Re: fundamental design issues (long message) bear 03 Dec 2005 02:21 UTC

I don't feel qualified to tackle this problem in full
detail; My thanks to those who are.

But I want to point out some simple things that work
in other languages, and point out that this model
does not support them.

In static languages such as C and Pascal, a forward
declaration is often used to state particular properties
about a function or procedure, while leaving the body
of the definition for later (presumably after the
definitions of some of the things it depends on).

In both languages, a procedure or function may have any
number of forward declarations (or the same forward
declaration may be imported multiple times) but only
one definition.

In C in particular, this turned out to facilitate a
very useful pattern.  A "header file" with nothing but
forward declarations allows most interdependency problems
to be solved statically, because the forward declarations
facilitate the separated compilation of many different
units. The effect is that with the forward declarations
handy, the compiler knows how to compile calls to particular
functions, even when the definitions of those functions are
not visible.  This is very important.

I want to be sure that a module system for scheme should
be *at least* that useful in resolving dependencies and
supporting separated compilation.

So I look at the "imports" syntax, and I am thinking,
"Here is a forward declaration.  Does it contain enough
information to allow a compiler to create an optimized
call to the associated function without being able to
see the function definition?"  And the answer is a resounding
no.  It contains only namespace control information.

So I look at the "exports" syntax, and I am thinking,
"okay, here is more namespace control information, but it
is also a specification that, together with the file of
source code, may be used to automatically generate
(implicit) forward declarations usable in the compilation
of other files."

And that will work, and it's less error-prone, but it means
that there can be no truly separate compilation; you can't
get the needed forward declarations without looking at the
source of modules other than the one you're trying to compile.

I realize that you're concerned more about namespace
control and name reuse, but I'm more concerned with an
efficient compilation model where a program running into
millions of lines can be distributed over a network to
a "compile farm" of machines that don't have to *all* be
looking at *all* the code in order to compile their
particular modules, and I don't feel that this need is
addressed (or even considered) by the current proposal.

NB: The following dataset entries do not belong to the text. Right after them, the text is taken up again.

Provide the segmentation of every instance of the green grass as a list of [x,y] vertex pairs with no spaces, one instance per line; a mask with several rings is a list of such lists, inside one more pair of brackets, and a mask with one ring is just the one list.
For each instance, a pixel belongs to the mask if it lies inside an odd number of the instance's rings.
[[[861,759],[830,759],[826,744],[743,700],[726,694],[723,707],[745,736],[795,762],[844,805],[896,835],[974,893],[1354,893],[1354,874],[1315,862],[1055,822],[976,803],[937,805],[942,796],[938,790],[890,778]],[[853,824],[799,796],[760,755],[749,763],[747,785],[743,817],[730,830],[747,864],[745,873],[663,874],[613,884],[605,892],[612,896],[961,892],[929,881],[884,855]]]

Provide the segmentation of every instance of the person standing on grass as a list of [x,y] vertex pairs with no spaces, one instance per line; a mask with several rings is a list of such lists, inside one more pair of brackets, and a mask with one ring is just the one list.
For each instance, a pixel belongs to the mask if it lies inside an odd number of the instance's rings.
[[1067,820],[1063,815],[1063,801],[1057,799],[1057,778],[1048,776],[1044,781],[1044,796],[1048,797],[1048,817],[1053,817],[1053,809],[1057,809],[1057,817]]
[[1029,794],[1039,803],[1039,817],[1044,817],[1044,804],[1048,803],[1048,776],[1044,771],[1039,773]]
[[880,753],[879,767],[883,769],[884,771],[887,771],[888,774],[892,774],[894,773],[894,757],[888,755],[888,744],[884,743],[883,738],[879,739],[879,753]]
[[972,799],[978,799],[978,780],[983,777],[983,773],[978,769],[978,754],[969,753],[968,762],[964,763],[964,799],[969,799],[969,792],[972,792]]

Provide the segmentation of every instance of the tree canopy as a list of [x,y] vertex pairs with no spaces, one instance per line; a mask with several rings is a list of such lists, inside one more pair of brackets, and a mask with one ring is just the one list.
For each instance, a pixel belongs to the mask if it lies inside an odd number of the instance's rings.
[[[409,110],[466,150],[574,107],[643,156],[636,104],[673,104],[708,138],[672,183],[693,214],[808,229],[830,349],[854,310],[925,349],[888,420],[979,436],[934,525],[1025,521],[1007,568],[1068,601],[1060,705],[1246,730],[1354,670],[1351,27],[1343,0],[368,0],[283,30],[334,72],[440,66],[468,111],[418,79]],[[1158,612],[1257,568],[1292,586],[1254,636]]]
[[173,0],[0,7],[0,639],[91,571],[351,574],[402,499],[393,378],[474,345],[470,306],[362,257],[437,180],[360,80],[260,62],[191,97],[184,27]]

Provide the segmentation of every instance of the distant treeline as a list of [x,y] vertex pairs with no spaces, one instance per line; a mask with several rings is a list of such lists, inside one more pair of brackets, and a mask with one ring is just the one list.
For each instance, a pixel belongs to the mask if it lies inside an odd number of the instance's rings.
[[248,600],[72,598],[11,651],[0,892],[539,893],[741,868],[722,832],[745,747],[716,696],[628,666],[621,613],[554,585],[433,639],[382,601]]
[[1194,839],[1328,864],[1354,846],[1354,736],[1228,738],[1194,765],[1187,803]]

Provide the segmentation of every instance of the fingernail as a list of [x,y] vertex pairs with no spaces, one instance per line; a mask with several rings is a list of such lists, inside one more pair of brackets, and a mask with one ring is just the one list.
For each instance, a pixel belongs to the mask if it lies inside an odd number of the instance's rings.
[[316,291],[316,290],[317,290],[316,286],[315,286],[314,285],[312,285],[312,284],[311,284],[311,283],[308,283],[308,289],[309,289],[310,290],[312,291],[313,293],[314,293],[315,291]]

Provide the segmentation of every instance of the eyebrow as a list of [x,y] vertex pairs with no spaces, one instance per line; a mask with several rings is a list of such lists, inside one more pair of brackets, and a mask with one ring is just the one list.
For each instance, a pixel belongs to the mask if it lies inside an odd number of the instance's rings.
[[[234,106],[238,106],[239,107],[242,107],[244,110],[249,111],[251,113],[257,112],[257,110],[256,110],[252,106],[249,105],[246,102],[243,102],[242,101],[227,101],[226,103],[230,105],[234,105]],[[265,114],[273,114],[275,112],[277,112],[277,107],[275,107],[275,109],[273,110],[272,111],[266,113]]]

As an implementor, I could "correct" it by explicitly
creating a forward-declarations resource for each library
and then having a build process that explicitly copies
and distributes those resources along with each source
text that needs to be able to see them in order to
compile successfully - but this makes compilation into
a three-stage process, where you must first distribute
the libraries and have your compile farm generate the
forward-declaration resources, *then* get them distributed
everywhere they're needed for the compilation of other
modules, and *then* go ahead with actual compilation.

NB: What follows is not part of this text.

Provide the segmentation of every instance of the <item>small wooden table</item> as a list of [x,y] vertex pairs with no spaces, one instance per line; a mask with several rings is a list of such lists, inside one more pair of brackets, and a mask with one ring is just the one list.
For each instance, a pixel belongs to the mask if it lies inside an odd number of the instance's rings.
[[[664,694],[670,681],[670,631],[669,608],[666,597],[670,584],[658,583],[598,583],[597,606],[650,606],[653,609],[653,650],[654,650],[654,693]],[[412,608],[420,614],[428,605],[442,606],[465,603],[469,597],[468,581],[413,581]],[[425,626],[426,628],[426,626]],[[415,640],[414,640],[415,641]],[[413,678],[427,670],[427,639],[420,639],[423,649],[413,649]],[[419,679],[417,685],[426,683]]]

Now, for the luxury of not having to actually write the
forward declarations and manually keep them in sync with
the source code, that might be worth it.  But there's a
deeper issue that messes up the compile-farm model; how
do I detect when the autogenerated forward-declaration
resources have become stale?  Since they're autogenerated
from source code, a simple dependency model indicates that
they become stale when the associated source code changes.
But that means that *EVERY* change in the source for a
module results in a new forward-declarations resource for
that module, and that triggers a recompile of *EVERY*
module that calls anything in the changed module. The
development of large projects thrashes to a halt as all
the developers run screaming.

So, let's say we go to a more complex dependency model,
where *EVERY* definition in every module has its own
forward-declaration resource, and new ones are generated
only when a particular definition has changed, rather than
a single resource being for everything in a particular
module.  And the problem with that is, it's functionally
equivalent to having every line of source distributed to
every machine in the compile farm, so we're back to square
one but with worse complexity.

It is my hope and desire that, with a module system, Scheme
should become useful for projects running into millions of
lines (such as, for example, an OS kernel).  But with the
proposed module system, utility for such projects would
require significant further advances in the state of the art.

					Bear